MENUJU JAMAATUL MUSLIMIN
(HUSSAIN BIN MUHAMMAD BIN ALI JABIR, MA)


Di dalam al mu’jam al wasith, jama’ah diartikan dengan “ Sejumlah besar manusia ”, atau “ sekelompok manusia yang berhimpun untuk mencapai tujuan yang sama. “. Jadi Jama’atul muslimin adalah jama’ah ahlul aqdi wal hilli apabila menyepakati seoramg khalifah umat, , dan umat pun mengikuti mereka. Atas landasan inilah kerangka dasar bagi jama’atul muslimin dibangun, sama seperti satu umat yang darinya lahir Majlis Syura, dan dari majlis ini kemudian terpelih seorang khilafah bagi kaum muslimin. Tidak ada bedanya, apabila jama’ah itu dimaksud sebagai masyarakat umum dari penganut islam, ataupun para penganut islam apabila bersepakat atas suatu perkara. Jamaatul muslimin mempunyai kedudukan yang mulia dan luhur dalam syari’at islam. Ia merupakan ikatan yang kokoh yang bila ia hancur akan hancur pula ikatan- ikatan islam lainya, pasif hukum- hukumnya, hilang syi’ar- syi’arnya, dan berpecah- belah umat seperti buih dilautan. Umar bin khattab berkata “ Wahai masyarakat arab, tidak ada islam kecuali dengan jama’ah, tidak ada jama’ah kecuali dengan kepemimpinan, dan tidak ada kepemimpinan kecuali dengan ketaatan “
Terdapat empat tujuan khusus jama’atul Muslimin, yaitu:
1. Pembentukan pribadi-pribadi Muslim (binaa’al-fard al-muslim)
2. Pembentukan rumah tangga Muslim (binaa’al-usrah-al-Muslimah)
3. Pembentukan masyarakat Muslim (binaa’al-mujtama’al-Muslim)
4. Penyatuan umat Muslim (Tauhid al-ummah al-Islamiyah)
Adapun tujuan umum Jama’atul Muslimin, yaitu :
1. Agar seluruh manusia mengabdi kepada Rabb Nya yang Maha Esa
2. Agar senantiasa memerintahkan yang ma’ruf dan mencegah dari yang mungkar
3. Agar menyampaikan dakwah Islam kepada segenap umat Manusia
4. Agar menghapuskan fitnah dari segenap muka bumi
5. Agar memerangi segenap umat Manusia sehingga mereka bersaksi dengan persaksian yang benar (Syahadatain)
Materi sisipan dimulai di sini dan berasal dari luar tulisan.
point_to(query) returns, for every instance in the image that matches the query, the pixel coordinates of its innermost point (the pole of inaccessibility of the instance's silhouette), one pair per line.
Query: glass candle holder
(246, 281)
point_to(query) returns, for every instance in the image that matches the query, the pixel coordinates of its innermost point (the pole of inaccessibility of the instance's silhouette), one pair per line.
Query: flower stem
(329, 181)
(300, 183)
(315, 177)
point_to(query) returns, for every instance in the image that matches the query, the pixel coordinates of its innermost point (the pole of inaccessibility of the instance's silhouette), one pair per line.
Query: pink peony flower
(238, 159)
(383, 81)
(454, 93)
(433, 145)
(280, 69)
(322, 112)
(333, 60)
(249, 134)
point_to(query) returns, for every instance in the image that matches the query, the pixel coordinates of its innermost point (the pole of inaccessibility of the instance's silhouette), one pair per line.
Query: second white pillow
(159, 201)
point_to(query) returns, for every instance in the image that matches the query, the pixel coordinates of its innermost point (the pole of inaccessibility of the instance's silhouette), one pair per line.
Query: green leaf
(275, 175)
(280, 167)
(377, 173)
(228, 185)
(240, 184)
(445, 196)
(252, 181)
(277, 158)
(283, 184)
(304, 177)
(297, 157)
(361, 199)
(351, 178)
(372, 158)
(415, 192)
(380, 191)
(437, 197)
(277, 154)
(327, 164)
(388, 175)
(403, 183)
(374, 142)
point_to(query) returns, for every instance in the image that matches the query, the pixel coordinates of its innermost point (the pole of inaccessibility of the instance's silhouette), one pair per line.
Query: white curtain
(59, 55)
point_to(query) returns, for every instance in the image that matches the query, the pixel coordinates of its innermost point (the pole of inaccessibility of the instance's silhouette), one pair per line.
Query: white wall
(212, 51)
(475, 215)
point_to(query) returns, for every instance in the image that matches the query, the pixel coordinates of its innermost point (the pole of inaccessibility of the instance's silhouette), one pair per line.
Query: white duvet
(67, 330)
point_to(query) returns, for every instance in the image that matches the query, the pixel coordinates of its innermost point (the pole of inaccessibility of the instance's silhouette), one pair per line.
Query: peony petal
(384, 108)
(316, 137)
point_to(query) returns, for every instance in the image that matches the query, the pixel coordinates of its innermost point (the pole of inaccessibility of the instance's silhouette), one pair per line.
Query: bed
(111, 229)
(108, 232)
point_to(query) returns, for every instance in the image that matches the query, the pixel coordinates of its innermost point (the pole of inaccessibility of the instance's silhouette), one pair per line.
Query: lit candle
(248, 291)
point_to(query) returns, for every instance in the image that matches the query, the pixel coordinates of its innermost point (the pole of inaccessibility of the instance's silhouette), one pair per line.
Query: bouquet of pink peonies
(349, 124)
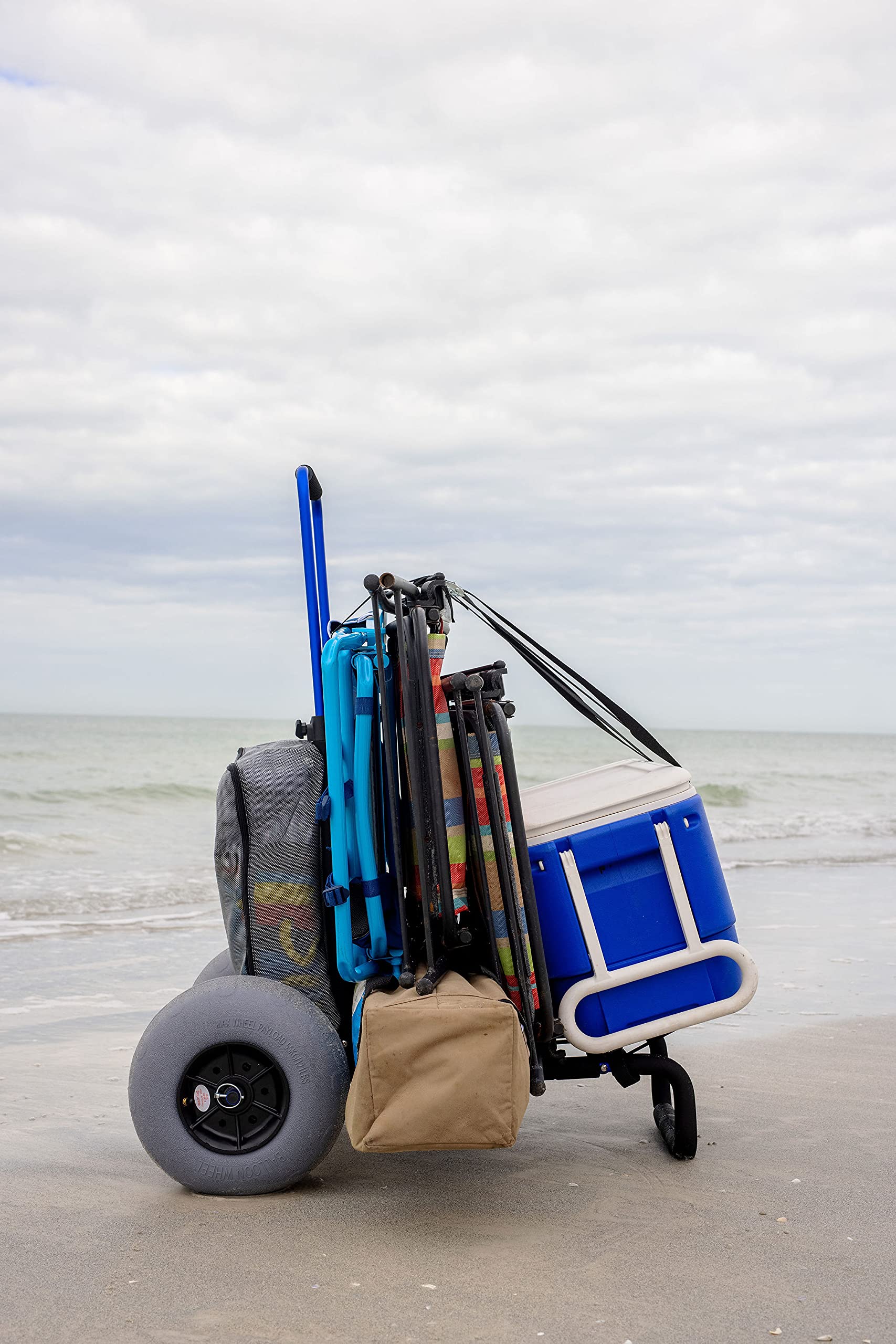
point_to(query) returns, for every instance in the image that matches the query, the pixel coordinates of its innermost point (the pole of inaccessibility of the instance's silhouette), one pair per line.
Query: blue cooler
(637, 924)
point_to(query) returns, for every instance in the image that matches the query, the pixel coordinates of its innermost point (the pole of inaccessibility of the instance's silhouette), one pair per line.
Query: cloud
(593, 310)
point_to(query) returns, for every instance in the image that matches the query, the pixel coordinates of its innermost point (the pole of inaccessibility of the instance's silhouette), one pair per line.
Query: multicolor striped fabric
(450, 776)
(499, 917)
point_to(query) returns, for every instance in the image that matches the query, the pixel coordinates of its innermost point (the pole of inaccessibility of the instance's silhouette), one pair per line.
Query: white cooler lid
(621, 790)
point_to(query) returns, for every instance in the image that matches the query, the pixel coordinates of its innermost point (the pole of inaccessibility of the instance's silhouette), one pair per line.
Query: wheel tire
(219, 965)
(262, 1018)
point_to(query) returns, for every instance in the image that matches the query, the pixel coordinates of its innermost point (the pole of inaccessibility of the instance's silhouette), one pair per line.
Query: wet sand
(587, 1230)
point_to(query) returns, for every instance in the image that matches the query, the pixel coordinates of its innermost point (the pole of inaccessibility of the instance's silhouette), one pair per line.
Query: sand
(586, 1230)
Pemerintah islam secara umum dalam bentuk jamaatul muslimin tidak ada di dunia dewasa ini. Mewudkannya adalah Fardhu’ain bagi umat islam seluruhnya sampai ia tegak. Ia merupakan tuntutan zaman sehingga Negara tersebut tegak. Mengingat sebuah kaedah yang mengatakan sesuatu yang tidak akan sempurna suatu kewajiban kecuali dengannya, maka sesuatu itu menjadi wajib. Keruntuhan islam dengan ditandai dengan hilangnya system khalifah didunia islam menjadikn pukulan politik tersenduru terhadap muslimin. Dunia islam ibarat kebun yang penuh tanaman yang subur dan bunga- bunga indah tetapi tanpa pegar pelindung dan penjaga kebun yang bertanggung jawab. Kondisi ini sesuai dengan yang di isyaratkan Rasulullah saw “ kamu sekian akan dikerumuni (dijarah beramai- ramai) oleh umat- umat seperti halnya santapan dikerumuni orang- orang lapar. Karena kamu semua ibarat buih, jumlahnya banyak tetapi tidak memiliki kualitas. Kondisi politik dan peradaban pasca kejatuhan khalifah inilah yang menyababkan muslimin berada pada priode yang terpuruk. Sabda Rasulullah yang meceritakan perjalanan sejarah umat. Pertama, priode Nubuwah (Masa Rasulullah), Kedua, priode Khilafah atas Manhaj Nubuwah, yaitu masa Khulafaur Rasyidin yang berlangsung kira- kira 30 thun. Ketiga, priode Mulkam ‘Adhon (Para Raja atau Penguasa zalim, meski system pemerintahanya secara formal berlandasan islam). Ke-Empat priode Mulkam Jabarriyah ( para raja- raja yang sekuler), terakhir kembali keawal islam (Khilafah ‘ala Manhaj Nubuwah ) tetapi bukan masa kenabian karena kenabian telah berakhir.
Kemerosotan peranan politik dan peradaban islam tidaklah menyebabkan hilangnya system ajaran islam sebagai suatu sistem nilai (velue system) yang telah merusak pada kalbu muslimin, dan bahkan memberikan rembesan tumbuhnya emberio peradaban barat modern. Banyak warisan kebudayaan islam yang diambil alih dan diklaim sebagai milik barat. Sebagai system ajaran, islam tetap menjadi alternative satu- satunya bagi manusia yang ingin selamat dunia maupun akhirat. Islam juga akan tetap menjadi satu- satunya alternative peradaban modern manusia, pada hari ini dan hari depan. Keoptimisan dikalangan umat islam tentang kebangkitan islam, bukanlah optimisme tanpa alasan, potensi syari’ah islam itu sendiri sebagai warisan kemanusiaan yang diberikan oleh Allah swt. Tidak ada satu agama pun di dunia ini yang masih terpelihara orisinalitasnya (Asholah) kecuali islam. Potensi penduduk muslim yang berjumlah kurang lebih satu seperempat milyar jiwa. Potensi sumber- sumber kekayaan yang melimpah di negeri- negeri muslim. Potensi warisan sejarah islam pada masa lampau telah berjaya memegang kendali peradaban 7 abad lebih.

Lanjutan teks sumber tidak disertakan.